The nightmare of the first year—when Arthur's whole world shattered, revealing the brutal truth: his parents had been murdered by a dark wizard he never knew existed—Voldemort. A near-death experience that left scars invisible but bleeding all the same.

The summer after that first year, when Arthur learned the chilling secret of his bloodline—that his mother's family were dark wizards, cursed and hunted, and that he was never meant to survive childhood.

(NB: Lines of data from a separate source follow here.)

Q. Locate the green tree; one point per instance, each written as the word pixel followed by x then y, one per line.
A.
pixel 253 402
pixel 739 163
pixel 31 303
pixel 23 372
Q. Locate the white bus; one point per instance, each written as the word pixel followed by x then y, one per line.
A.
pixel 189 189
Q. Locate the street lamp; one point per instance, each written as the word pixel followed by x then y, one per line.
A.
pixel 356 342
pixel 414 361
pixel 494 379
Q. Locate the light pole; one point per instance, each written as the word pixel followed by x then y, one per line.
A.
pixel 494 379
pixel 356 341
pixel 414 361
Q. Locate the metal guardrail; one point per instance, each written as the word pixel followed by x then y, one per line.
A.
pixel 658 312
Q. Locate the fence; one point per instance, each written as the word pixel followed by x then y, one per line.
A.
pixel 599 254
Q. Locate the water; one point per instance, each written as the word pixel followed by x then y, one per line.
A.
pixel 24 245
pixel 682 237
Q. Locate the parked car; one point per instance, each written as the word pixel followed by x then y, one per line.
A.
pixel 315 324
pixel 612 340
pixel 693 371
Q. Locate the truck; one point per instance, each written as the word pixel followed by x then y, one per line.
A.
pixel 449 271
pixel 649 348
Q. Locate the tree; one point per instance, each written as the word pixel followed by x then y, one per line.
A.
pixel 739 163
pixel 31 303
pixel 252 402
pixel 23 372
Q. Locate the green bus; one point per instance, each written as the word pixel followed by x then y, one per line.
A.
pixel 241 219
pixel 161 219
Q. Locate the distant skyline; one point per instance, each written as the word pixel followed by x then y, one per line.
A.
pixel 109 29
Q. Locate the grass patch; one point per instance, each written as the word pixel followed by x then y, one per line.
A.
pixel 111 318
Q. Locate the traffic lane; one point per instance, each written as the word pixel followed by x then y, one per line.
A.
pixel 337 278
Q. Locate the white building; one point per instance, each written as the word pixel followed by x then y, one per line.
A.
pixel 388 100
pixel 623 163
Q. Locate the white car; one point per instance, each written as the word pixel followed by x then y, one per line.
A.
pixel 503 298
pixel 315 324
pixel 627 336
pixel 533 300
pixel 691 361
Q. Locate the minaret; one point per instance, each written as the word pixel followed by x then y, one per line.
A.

The second year, when a terrifying encounter with a memory of Voldemort himself forced Arthur to face his darkest fears, battle a monstrous basilisk, and awaken a shadow lurking deep within himself.

Alpha's thoughts were harsh but honest: This kid's probably had it worse than me.

---

Arthur's magic flared, trembling at the edge of control. His body wavered, the strain almost overwhelming.

He released the energy, and nearly collapsed beneath its weight—

But Alpha was there, catching him effortlessly.

"I'm sorry," Arthur mumbled, voice raw and fragile, eyes avoiding Alpha's.

Alpha's fierce gaze softened for a fleeting moment.

"I'm sorry too," he said quietly, "but that doesn't change anything. You're still a weird kid."

Arthur managed a weak smile, the smallest crack in his armor.

"I know... I'm still working on it."

Alpha's tone shifted, a hint of warning threading through his words.

"Listen. All these emotions you're bottling up… if you don't let them out soon, they'll come back to bite you hard."

Arthur teased back, voice light but eyes guarded.

"Aww, stop worrying about me, fluffy. I'll be fine."

The wolf grunted, unimpressed.

"By the way... aren't we supposed to be somewhere?"

Arthur glanced at the mental clock ticking down in his mind—fifteen minutes to go.

"We're never making it," he sighed.

Alpha's smirk was a rare, genuine thing—warm and knowing.

"Then you're gonna have to learn from me, twiglet. Always learn to arrive in style."

Their laughter broke the heavy silence as they began walking through the forest together, side by side.

Two souls, scarred but slowly healing, bound not just by magic, but by something far more fragile—trust, and the hope that even broken things can be made whole again.